Thursday, February 13, 2014

Pecan scab: Impacts on harvested nuts

Giles 2013
    Last summer, we had a 3 week long wet period in mid-summer that promoted the rapid spread of pecan scab. By the end of the growing season, scab had a drastic impact on nut size. This week we have been cracking nuts samples from a fungicide trial and found wildly different nut sizes all produced by the same tree (photo at right). It almost looks like the nuts come from different cultivars instead being 100% Giles nuts.
    This variation in nut size is entirely due to the variation in scab lesion coverage over the surface of the shuck. Nuts that were entirely covered by scab early during the nut expansion period are much smaller than nuts infected later in the year.
     Scab infection does not spread evenly across all nut clusters in a tree. Nuts on lower and interior limbs typically have more scab than nuts found at the top of the tree's canopy. Remember, scab spreads most readily under conditions of high humidity. Following rainfall or a heavy dew, nut clusters exposed to the sun and wind at the top of a tree dry off much quicker than nuts in the shade and on low, wind-sheltered limbs.

Giles kernels 2013
    The effect of scab is far more serious on kernel quality. The photo at left shows the kernels we extracted from the nuts in the photo above. The kernels are thin and poorly developed and unattractive. There are even a few wafers. A well managed Giles nut should produce over 52% kernel. This sample had only 45.8% kernel.  When we ran our scab-infected Giles crop though our cleaning machine, we blew also one half the nuts out into the refuse pile.

Chetopa 2013
   Giles was not the only cultivar we had in our fungicide test.

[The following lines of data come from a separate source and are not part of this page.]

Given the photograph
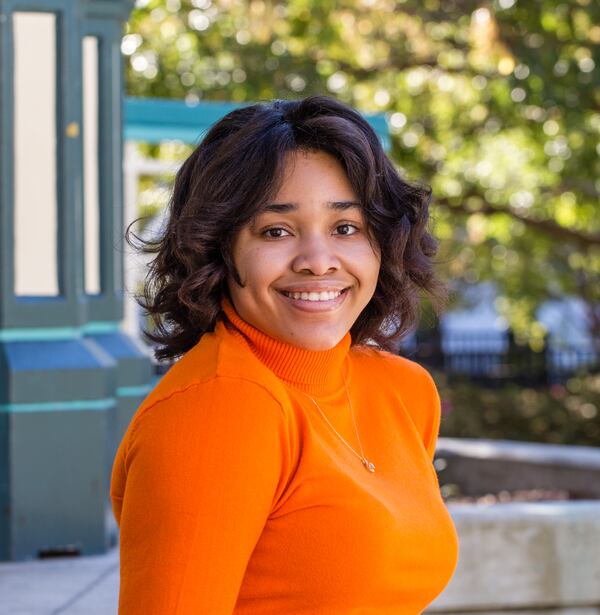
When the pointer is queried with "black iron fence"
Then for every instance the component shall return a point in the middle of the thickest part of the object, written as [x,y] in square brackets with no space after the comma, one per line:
[490,359]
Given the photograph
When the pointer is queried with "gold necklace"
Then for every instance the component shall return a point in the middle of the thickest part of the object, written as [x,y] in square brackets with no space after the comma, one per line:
[368,464]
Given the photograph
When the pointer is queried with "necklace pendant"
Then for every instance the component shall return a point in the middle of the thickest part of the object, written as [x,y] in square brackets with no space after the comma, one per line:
[369,465]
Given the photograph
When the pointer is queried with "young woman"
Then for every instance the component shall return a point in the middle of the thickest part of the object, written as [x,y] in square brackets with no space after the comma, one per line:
[283,465]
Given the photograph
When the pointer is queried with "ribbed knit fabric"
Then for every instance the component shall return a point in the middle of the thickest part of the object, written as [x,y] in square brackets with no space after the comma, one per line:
[234,496]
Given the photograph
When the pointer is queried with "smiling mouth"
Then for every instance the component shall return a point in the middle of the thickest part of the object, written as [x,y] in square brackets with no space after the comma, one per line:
[314,296]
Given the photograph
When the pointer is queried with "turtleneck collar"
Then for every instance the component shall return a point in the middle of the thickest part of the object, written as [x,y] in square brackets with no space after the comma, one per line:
[316,371]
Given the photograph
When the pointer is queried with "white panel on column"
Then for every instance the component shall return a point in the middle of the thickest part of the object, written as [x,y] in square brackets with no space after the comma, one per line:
[91,176]
[35,193]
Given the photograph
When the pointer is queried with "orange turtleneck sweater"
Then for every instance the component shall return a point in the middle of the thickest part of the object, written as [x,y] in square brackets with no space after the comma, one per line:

We also looked at Chetopa.  Scab infection was typically less of a problem on Chetopa but the disease was still prevalent.  In the photo at right, you can see variation in nut size among our Chetopa nuts but really small pecans were not as numerous.
   When we shelled the Chetopa nuts, the kernels were better than Giles kernels but they still did not have perfect nut quality. These nuts produced 52.8% kernel. A disease free Chetopa nut should produce 55% kernel. Although Chetopa had less scab on the shuck than Giles, we still found the disease had a negative impact on nut size and kernel quality.   
   Our experience with scab in 2013 proves one thing: If you are growing scab susceptible cultivars, using the right fungicide at the right time is essential.